Expand description
Query cancellation abstraction.
Hyper supports two transport flavors — the PostgreSQL wire protocol over
TCP / domain sockets / named pipes, and gRPC over HTTP/2 (used by
Salesforce Data 360). Each transport has its own idiomatic way to signal
“cancel the query currently running on this connection”:
| Transport | Cancel mechanism |
|---|---|
| PG wire | Open a separate connection to the same endpoint and send a pre-auth CancelRequest packet (process id + secret key). The server recognizes it and signals the in-flight query on the original connection to abort. |
| gRPC | Send a cancel_query(query_id) RPC over the same HTTP/2 channel (HTTP/2 natively multiplexes streams). |
Both boil down to a “fire-and-forget best-effort cancel” from the
caller’s point of view, so we expose them through the Cancellable
trait.
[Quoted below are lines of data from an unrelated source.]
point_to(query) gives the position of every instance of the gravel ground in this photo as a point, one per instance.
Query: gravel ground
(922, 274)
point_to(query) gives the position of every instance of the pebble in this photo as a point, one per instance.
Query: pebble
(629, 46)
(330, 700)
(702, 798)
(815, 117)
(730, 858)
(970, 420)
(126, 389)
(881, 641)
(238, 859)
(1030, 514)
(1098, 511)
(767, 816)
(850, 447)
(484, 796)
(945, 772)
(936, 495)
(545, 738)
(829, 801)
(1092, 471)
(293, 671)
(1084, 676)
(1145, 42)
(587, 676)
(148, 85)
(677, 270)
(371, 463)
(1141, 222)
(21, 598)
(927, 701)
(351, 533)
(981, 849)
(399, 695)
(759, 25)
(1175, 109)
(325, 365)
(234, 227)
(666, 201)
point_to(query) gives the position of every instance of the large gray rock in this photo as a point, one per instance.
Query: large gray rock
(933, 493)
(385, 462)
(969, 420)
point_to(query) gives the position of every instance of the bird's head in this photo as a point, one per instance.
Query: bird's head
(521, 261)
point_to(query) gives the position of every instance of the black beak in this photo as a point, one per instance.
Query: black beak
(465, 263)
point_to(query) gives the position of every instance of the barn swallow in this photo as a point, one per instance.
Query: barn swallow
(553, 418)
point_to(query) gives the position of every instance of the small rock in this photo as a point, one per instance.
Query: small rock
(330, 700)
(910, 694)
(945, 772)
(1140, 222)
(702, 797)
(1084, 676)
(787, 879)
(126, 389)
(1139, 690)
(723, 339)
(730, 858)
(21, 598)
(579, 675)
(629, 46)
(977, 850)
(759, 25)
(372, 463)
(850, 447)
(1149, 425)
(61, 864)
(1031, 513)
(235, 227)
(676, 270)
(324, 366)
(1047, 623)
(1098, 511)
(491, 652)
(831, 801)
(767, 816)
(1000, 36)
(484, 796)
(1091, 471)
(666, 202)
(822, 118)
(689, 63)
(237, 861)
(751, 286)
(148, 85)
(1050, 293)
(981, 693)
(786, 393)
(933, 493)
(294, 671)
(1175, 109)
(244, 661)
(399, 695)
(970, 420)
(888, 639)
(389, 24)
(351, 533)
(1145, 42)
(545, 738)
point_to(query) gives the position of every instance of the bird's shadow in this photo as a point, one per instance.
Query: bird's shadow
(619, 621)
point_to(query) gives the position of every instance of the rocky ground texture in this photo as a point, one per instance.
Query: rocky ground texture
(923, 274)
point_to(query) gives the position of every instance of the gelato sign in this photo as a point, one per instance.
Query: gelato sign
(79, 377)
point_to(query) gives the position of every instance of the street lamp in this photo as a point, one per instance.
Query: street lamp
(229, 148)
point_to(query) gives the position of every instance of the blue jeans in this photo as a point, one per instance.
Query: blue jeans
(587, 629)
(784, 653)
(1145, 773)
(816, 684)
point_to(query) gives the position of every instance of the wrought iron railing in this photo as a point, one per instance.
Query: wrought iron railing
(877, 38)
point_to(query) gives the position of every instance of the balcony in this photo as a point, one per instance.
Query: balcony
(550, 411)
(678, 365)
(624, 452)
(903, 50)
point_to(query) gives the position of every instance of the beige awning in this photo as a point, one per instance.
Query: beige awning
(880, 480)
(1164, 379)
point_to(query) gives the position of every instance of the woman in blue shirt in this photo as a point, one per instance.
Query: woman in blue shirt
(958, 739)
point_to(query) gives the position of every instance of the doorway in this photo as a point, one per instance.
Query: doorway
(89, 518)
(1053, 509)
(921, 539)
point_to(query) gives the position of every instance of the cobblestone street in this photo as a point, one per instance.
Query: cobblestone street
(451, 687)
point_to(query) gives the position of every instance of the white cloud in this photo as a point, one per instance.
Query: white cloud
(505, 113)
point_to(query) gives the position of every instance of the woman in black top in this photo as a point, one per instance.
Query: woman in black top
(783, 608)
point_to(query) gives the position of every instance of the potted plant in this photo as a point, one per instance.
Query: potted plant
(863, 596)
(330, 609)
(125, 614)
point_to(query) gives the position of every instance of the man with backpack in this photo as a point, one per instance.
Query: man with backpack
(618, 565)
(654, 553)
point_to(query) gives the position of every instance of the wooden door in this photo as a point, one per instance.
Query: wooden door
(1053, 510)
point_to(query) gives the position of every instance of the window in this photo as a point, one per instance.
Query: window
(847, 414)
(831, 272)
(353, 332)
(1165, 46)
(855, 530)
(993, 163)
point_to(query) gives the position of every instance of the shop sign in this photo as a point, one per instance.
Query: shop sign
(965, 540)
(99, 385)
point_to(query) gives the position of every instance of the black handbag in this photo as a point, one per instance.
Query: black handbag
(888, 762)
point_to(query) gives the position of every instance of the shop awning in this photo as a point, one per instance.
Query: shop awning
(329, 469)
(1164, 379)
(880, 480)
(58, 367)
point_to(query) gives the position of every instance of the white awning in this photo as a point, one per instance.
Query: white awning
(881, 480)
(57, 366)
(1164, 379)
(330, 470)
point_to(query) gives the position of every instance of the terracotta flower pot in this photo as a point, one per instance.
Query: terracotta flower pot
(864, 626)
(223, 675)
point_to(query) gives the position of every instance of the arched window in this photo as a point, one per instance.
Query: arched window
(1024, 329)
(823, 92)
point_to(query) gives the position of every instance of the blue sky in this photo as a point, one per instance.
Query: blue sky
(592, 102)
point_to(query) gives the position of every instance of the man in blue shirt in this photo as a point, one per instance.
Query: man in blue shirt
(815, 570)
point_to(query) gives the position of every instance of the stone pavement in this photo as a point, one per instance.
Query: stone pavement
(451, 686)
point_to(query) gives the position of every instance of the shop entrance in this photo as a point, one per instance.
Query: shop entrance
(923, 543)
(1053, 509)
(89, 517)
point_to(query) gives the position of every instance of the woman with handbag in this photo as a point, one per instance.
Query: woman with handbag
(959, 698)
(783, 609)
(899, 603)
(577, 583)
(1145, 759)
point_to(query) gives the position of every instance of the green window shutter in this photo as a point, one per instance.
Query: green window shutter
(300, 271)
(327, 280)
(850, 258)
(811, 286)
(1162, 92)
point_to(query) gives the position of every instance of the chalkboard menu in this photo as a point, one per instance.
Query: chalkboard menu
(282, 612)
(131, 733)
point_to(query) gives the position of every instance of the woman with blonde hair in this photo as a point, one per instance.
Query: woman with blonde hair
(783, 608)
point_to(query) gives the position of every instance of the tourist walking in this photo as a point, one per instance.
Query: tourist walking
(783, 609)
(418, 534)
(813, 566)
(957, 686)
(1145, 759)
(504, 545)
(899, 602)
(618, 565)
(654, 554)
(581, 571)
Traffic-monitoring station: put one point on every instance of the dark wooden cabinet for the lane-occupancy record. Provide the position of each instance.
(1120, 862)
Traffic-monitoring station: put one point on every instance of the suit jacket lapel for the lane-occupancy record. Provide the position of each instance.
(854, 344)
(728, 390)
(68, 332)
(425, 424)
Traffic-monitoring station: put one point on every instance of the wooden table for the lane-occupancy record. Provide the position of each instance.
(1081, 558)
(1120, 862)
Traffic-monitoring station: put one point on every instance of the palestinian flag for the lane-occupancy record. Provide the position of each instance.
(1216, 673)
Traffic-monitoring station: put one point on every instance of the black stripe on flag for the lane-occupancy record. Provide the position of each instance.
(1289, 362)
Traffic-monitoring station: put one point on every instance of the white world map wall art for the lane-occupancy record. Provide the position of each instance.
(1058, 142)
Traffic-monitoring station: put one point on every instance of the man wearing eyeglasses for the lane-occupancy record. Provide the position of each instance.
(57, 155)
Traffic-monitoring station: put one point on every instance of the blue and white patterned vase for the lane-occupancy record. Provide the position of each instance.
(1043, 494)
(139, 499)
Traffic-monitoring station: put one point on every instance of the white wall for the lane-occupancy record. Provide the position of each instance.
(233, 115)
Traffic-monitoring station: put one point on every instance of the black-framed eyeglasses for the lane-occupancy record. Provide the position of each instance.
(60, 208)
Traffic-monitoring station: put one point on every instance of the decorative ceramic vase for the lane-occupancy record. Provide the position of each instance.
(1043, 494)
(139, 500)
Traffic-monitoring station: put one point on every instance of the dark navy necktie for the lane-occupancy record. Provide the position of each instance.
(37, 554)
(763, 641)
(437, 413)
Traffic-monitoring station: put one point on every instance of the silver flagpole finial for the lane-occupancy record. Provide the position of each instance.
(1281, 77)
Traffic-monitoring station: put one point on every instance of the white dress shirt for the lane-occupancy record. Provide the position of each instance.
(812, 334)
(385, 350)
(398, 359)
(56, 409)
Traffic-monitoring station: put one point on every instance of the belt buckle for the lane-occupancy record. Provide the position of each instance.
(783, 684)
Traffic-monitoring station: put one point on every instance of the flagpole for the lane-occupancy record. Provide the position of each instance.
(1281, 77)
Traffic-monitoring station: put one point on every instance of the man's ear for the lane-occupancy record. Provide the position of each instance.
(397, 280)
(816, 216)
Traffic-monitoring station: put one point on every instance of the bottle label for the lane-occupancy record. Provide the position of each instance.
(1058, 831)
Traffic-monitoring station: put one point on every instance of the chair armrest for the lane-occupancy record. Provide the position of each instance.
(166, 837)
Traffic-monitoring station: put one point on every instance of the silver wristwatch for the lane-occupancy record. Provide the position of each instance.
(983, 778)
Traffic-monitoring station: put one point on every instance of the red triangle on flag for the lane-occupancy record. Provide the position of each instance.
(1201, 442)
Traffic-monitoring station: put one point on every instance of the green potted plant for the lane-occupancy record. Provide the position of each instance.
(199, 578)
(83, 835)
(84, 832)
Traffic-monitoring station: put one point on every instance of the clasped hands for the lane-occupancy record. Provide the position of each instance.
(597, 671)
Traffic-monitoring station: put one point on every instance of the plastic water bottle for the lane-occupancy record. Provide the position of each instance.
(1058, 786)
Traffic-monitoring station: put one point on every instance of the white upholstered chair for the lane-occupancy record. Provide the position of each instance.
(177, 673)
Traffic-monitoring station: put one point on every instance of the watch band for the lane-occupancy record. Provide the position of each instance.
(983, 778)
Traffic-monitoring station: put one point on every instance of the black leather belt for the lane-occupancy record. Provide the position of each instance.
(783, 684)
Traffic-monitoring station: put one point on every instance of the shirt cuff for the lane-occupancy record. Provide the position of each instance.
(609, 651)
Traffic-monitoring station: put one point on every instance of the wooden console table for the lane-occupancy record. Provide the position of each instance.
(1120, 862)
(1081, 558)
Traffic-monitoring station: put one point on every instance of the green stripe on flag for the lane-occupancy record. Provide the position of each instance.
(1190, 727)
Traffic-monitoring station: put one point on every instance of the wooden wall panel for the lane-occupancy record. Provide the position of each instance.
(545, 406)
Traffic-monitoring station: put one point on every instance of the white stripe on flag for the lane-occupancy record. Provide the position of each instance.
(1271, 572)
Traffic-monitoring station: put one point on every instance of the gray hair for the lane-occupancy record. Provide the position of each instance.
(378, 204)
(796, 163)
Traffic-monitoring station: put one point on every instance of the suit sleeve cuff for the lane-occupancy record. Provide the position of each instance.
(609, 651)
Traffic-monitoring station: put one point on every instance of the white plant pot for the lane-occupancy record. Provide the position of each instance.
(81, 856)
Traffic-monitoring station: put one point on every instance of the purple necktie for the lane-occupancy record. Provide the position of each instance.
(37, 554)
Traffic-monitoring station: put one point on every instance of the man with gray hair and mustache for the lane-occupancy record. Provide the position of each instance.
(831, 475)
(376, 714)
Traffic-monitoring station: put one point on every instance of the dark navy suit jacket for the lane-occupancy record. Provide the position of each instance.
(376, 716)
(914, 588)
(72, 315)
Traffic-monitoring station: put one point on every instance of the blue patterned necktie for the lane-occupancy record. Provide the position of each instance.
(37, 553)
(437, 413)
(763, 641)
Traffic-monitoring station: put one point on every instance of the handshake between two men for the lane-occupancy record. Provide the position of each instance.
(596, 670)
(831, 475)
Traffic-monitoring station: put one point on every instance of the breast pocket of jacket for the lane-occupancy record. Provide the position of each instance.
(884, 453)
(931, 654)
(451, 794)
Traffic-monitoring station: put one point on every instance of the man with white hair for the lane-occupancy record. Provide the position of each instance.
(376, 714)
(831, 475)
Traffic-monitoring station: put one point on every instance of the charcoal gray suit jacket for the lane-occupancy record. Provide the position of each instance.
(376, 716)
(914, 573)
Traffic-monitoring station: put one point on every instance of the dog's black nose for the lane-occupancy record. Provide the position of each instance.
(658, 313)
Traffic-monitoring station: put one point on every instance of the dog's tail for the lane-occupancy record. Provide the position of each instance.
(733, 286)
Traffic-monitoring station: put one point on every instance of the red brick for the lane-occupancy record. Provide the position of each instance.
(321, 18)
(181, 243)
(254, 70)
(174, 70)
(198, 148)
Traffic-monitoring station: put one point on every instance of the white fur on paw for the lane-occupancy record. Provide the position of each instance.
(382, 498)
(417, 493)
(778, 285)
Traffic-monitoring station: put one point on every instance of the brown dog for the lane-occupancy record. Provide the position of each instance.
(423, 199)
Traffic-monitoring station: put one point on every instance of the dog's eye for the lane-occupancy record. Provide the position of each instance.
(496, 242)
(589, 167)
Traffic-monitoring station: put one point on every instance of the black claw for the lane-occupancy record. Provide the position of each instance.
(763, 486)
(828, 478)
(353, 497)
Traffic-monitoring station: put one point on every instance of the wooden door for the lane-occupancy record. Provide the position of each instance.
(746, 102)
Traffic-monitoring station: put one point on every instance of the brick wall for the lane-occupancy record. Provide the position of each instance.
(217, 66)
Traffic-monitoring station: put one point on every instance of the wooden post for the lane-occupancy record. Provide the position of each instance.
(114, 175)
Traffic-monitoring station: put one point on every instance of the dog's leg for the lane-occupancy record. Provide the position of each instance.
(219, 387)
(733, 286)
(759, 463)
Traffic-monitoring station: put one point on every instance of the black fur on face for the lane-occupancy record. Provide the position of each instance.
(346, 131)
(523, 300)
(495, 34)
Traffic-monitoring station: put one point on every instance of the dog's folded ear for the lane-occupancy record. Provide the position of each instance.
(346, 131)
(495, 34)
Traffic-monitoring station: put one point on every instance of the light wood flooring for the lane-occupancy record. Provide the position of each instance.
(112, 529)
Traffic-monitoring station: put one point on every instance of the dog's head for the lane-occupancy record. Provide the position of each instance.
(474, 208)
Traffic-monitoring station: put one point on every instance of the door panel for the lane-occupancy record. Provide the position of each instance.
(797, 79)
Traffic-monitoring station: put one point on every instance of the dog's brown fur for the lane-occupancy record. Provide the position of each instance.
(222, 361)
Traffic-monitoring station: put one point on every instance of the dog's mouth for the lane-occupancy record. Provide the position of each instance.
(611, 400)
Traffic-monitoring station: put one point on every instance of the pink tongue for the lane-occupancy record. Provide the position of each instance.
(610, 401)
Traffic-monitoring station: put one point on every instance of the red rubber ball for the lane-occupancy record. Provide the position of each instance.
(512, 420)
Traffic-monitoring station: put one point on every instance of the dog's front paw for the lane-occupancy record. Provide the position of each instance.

Consumers (e.g. super::client::QueryStream’s Drop impl)
take a &dyn Cancellable and don’t care which transport is underneath.
Cancellation is inherently racy: the server may have already emitted
the last DataRow before the cancel lands, the query may complete
normally before the cancel is processed, or the network may drop the
cancel packet entirely. All implementations therefore treat cancel as
best-effort: errors are logged via tracing::warn! and then swallowed,
because callers are typically in destructor or error-cleanup paths
where propagating an error is inappropriate.
Traits§
- Cancellable
- Anything that can signal the server to abort the query currently running on an associated connection.